Wang et al. [199] have highlighted another problem, namely the differences among matrices. It is common practice to develop a method on model Arabidopsis. However, interest in hormone analysis extends beyond an isolated system dedicated to Arabidopsis rosettes. Analysis of other plant species and organs is needed to fully evaluate the key roles of hormones in plants. For example, the chemical composition of leaves changes during their development [200]. Moreover, there is a need for analyses of roots, flowers and various fruits and tubers. Stahnke et al. [201] have reported different ME profiles of various plant matrices and their extensive influence on pesticide analysis. Their work showed that at a given time, ME may differ significantly for different analytes and matrices, suggesting that they are mainly affected by the matrix components rather than the physicochemical properties of the analytes. Two recently developed methods have evaluated this by testing up to 5 [65] and 9 [202] different matrices, including various plant materials covering monocots, dicots, bryophyta and green algae [202].

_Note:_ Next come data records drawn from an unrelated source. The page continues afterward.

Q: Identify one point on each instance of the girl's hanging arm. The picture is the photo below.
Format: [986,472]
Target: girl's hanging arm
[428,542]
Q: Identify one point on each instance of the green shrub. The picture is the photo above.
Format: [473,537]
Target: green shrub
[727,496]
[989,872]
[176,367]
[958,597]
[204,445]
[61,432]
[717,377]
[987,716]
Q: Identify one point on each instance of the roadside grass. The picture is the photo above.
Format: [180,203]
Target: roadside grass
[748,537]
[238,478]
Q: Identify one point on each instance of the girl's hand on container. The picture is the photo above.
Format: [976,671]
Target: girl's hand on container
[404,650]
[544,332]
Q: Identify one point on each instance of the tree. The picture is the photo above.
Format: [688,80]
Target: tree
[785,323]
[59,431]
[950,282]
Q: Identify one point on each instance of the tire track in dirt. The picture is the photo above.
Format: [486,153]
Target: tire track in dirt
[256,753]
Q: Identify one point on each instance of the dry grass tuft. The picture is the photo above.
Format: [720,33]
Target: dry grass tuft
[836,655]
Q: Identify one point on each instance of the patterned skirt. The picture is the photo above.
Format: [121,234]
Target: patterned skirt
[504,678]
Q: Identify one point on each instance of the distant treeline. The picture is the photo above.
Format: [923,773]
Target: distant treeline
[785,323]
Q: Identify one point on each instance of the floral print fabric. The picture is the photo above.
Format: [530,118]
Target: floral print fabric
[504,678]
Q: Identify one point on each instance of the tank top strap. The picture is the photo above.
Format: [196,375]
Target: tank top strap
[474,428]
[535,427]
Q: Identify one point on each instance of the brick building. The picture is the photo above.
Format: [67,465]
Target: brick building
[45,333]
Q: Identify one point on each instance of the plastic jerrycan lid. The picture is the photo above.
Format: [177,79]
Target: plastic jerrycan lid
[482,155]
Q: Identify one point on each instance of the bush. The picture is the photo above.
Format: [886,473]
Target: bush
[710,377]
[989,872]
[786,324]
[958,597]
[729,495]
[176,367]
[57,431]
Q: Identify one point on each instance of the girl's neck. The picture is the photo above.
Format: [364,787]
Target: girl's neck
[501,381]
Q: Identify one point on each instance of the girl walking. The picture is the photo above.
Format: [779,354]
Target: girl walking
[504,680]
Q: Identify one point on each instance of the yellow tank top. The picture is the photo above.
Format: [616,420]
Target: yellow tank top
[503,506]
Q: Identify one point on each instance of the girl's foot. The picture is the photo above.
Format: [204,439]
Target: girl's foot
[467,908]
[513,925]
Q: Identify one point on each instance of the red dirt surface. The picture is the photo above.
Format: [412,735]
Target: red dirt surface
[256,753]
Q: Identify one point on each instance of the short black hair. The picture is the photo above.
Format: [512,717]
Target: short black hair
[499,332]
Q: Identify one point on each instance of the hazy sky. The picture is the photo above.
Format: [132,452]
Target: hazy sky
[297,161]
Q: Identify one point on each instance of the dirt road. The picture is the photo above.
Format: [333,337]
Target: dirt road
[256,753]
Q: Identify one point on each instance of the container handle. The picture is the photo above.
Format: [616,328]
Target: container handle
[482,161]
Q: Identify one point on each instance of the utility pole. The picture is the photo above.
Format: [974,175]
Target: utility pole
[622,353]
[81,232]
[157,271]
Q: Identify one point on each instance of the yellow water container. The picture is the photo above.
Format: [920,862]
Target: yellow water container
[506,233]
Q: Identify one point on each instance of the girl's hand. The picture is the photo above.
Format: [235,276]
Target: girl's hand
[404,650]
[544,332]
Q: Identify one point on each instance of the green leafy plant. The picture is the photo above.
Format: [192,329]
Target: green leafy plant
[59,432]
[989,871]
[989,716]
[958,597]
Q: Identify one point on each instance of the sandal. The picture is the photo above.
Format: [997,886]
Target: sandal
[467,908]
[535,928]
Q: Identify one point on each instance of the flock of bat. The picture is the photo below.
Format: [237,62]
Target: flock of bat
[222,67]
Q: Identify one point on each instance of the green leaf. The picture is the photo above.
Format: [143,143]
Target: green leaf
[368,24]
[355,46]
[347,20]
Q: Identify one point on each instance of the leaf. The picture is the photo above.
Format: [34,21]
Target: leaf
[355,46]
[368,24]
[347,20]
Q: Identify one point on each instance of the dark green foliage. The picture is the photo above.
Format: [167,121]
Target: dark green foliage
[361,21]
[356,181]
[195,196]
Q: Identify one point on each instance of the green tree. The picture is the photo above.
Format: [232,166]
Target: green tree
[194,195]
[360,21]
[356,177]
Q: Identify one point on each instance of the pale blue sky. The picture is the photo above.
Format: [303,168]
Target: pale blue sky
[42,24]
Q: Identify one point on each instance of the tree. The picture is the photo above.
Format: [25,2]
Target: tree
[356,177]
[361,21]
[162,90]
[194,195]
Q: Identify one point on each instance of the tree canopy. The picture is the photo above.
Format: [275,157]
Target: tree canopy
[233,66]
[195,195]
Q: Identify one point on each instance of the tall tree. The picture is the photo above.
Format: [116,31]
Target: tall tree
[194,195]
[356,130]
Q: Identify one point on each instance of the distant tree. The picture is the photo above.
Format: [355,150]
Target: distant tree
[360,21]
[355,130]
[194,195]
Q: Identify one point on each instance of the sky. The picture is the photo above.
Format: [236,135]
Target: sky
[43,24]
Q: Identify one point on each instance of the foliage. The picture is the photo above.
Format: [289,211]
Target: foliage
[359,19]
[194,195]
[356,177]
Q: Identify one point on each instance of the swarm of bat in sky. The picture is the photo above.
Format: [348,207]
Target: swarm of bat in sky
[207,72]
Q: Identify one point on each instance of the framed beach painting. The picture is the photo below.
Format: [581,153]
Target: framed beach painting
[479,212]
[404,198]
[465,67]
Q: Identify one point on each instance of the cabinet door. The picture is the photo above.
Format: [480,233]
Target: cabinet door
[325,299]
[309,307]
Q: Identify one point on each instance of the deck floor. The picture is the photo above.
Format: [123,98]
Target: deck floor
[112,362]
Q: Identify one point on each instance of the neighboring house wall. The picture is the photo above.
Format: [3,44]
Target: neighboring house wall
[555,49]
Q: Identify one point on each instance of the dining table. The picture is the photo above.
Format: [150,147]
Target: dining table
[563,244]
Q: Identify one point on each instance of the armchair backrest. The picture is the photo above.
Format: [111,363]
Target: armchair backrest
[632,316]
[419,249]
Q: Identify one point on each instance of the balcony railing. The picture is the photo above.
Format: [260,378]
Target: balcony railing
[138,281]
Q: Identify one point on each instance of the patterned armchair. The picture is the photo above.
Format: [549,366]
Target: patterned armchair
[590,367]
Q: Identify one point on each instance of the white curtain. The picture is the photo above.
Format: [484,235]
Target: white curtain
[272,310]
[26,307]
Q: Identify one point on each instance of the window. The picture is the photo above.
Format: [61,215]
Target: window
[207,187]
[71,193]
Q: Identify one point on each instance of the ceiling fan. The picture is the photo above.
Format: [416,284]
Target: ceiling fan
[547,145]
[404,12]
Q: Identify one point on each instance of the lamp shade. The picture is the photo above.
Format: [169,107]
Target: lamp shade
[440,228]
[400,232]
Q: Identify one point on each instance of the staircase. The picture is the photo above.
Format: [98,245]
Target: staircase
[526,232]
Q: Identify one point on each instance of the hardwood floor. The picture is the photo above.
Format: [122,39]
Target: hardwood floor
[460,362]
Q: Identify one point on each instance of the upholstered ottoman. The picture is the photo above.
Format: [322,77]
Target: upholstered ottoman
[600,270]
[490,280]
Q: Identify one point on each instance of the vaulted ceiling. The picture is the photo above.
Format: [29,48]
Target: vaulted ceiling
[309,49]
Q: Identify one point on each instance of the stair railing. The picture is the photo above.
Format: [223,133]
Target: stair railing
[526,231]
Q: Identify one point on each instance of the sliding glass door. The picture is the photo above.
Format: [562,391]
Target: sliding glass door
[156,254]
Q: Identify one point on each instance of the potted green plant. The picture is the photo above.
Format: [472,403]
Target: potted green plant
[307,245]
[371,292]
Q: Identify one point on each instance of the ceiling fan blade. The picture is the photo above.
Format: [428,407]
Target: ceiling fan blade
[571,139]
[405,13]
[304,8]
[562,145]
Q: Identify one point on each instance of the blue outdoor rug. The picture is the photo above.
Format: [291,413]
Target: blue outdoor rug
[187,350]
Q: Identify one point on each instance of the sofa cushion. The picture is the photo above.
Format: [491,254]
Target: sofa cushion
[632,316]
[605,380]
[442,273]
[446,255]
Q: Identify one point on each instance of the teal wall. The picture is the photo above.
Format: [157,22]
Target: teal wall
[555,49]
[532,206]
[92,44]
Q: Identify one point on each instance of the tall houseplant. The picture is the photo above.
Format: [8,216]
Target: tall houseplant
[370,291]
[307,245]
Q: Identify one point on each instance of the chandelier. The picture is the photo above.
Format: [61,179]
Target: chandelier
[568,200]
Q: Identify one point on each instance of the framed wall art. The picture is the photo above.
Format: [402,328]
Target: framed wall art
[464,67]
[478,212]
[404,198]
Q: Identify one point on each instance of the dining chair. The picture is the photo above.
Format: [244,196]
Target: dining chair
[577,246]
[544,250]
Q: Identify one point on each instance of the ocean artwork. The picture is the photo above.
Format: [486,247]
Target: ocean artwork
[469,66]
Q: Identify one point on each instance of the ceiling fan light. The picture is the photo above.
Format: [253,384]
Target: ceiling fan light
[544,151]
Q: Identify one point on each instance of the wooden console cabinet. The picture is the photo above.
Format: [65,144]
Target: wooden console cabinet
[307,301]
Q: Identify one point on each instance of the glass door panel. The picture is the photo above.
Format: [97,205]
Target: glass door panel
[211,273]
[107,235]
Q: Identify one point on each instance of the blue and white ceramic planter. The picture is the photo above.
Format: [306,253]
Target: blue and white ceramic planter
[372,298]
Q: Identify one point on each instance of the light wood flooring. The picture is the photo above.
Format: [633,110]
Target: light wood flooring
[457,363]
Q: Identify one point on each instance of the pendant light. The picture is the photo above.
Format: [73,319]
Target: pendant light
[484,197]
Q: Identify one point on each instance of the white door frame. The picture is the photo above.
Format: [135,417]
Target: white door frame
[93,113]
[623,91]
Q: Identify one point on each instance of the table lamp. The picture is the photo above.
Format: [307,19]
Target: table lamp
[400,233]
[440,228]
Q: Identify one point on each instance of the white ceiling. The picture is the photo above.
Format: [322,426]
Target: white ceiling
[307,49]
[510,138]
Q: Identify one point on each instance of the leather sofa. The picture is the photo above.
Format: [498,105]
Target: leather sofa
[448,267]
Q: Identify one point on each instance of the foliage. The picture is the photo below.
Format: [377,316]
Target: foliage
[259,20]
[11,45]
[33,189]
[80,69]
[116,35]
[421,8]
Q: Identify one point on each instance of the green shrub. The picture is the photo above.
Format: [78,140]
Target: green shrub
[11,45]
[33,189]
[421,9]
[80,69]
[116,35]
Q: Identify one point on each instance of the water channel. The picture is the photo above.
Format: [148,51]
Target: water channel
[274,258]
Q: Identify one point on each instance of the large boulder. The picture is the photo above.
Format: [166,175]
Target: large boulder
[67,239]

Although SIL analogs provide a nearly ideal solution, each matrix has to be tested in advance to ensure the required data quality. This is performed either by separate pre-extraction and post-extraction addition of IS, or by post-column addition during the chromatographic run [171]. For complex methods aimed at analyzing several or all plant hormone groups, a SIL standard library remains an integral and costly part of laboratory readiness. However, even if a SIL IS is used for every analyte of interest, such a method cannot avoid further validations and testing when using other matrices. The risk of errors remains high when monitoring hundreds of analytes in complex (and concentrated) matrices. Validation using only Arabidopsis is insufficient, as other plants, primarily crops, are also of interest [1].

Derivatization

Not all plant hormones and related compounds have properties suited for MS detection. A poor ionization efficiency, thermal instability, low molecular weight, or their combination, can result in a low signal response and subsequent failure of detection or proper quantification of plant hormones in samples. In such cases, chemical derivatization could be used during sample preparation to introduce moieties that enhance ionization, increase the stability or molecular weight of the analytes, or improve the retention in a given chromatographic system [71, 82, 160, 203].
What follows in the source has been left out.